Madde kullanımını gösteren özgün belirtilerin çok az olduğunu vurgulayan Doç. Dr. Ögel, zararlı madde kullanımının anlaşılması için en nesnel yöntemin kan ve idrar tetkikleri olduğuna dikkati çekiyor.
Doç. Dr. Ögel'in kitabına göre, madde kullanan gençlerde gözlenen ilk farklılık çevresini değiştirmesi. Bu kişiler yeni arkadaşlar ediniyor, eski arkadaşlıklarını bitiriyor. Bunu ise yeni arkadaş çevresinde daha rahat madde bulabildiği ve bu çevrede maddeyi daha rahat kullanabilmek için yapıyor.

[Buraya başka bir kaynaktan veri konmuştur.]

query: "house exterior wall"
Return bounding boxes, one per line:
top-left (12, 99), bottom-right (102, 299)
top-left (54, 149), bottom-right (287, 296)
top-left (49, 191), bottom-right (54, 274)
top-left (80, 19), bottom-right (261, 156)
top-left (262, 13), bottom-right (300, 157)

Kullandığı maddenin etkisine bağlı olarak ruhsal değişiklikler gösteren bağımlı genç, kimi zaman neşeli ve sakin, kimi zaman öfkeli, saldırgan davranışlar sergilerken, maddenin etkisi geçince de davranışlarda farklılık ortaya çıkabiliyor.
Başarı oldukça düşüyor
Daha önce okul başarısı iyi olan madde bağımlısı öğrencinin başarısı giderek düşmeye başlıyor, okula devam azalıyor, arkadaşları ile dışarıda zaman geçirme çoğalıyor ve bundan da ailenin geç haberi oluyor.
Evde bulunduğu zamanlarda odasında tek başına kalmayı tercih etmeye başlayan bağımlı gencin, ailesi ile ilişkileri de azalıyor. Genç, durumunu ailesinin anlamaması ve çatışmalardan kaçınmak için böyle davranıyor.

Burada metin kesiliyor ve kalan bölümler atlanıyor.